The time complexity of the above function is linear in the number of digits, so

O(\log(n))

. A significant improvement on fib2!

The above algorithm is similar to what is used in actual high-performance code, such as the legendary GMP. Although they do apply a little further optimization. For example, the above version uses 3 multiplications in each call, but it is possible to use only 2. (Note that the 2*b is not counted as a multiplication, as it’s done with bit shifting in practice).

It’s already known that:

F_{2n} = F_n (2F_{n+1} - F_n)

F_{2n+1} = F_{n+1}^2 + F_n^2

The second formula is straightforward, but the first one is a bit more awkward. It would be easier if it was also expressed in terms of

F_{n+1}^2

and

F_n^2

. Rearranging the above formula:

F_{2n} = 2(F_{n+1} - F_{n-1}) F_{n+1} - F_n^2

F_{2n} = 2F_{n+1}^2 - F_n^2 - 2F_{n-1} F_{n+1}

Now the remaining problem is getting rid of the

F_{n-1} F_{n+1}

term. The trick to doing this is realizing that:

\begin{vmatrix} F_{n+1} & F_{n} \\ F_n & F_{n-1} \end{vmatrix} = F_{n+1} F_{n-1} - F_{n}^2

\begin{vmatrix} F_{n+1} & F_{n} \\ F_n & F_{n-1} \end{vmatrix} = \begin{vmatrix} 1 & 1 \\ 1 & 0 \end{vmatrix}^n = (-1)^n

Implying that

F_{n-1}F_{n+1} + F_n^2 = (-1)^n

. This is known as Cassini’s identity.

Using this, we arrive at:

F_{2n} = 2F_{n+1}^2 - 3F_n^2 - 2(-1)^n

F_{2n+1} = F_{n+1}^2 + F_n^2

Clearly evaluating these relations needs only two squares, an improvement on the previous 3 multiplications.

Evaluating

Starting off with the first three implementations, remember that fib1 was the naive implementation with exponential time complexity, while fib2 and fib3 had linear complexity.

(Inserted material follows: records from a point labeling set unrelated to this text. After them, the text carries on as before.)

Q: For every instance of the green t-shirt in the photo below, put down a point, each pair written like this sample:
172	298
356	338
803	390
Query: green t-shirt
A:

As to be expected, fib1’s runtime explodes, while the other 2 remain virtually constant. Now let’s see if the added complexity of fib5 and fib6 are worth it:

It was, fib2 is way slower. Note that fib3 is not included here. Because of the maximum recursion depth of Python, it doesn’t work on input larger than 2000 (although you could change this barrier). Lastly, let’s review fib5 and fib6 on larger data:

Wait, didn’t I say that fib5/6 were

O(log(n))

? These do not look like logarithms at all, they appear to be superlinear! What’s going on?

Digging deeper

The flaw in our previous analysis is the implicit assumption that addition and multiplication are

O(1)

. This is the case for 32-bit integers, as these operations are implemented in hardware. But unlike Java or C, which use i32 integers, python has arbitrary-size integers. This is obviously necessary to avoid overflows (

F_{50}

is enough to overflow in i32), but also has a cost: addition and multiplication no longer have constant time usage.

Addition of big integers is straightforward. It’s not unlike the grade school method, you have an array of i32’s and add them from right to left, taking the carries into account. As such the complexity is linear in the amount of digits, so

O(\log(n))

. Multiplication fares worse, the naive algorithm is quadratic in the number of digits:

O(\log(n)^2)

Look at the last multiplication needed in fib6:

F_{n/2} \cdot F_{n/2}

. This will have a time complexity of:

O(\log(F_{n/2})^2) = O(\log(\phi^{n/2})^2) = O(n^2)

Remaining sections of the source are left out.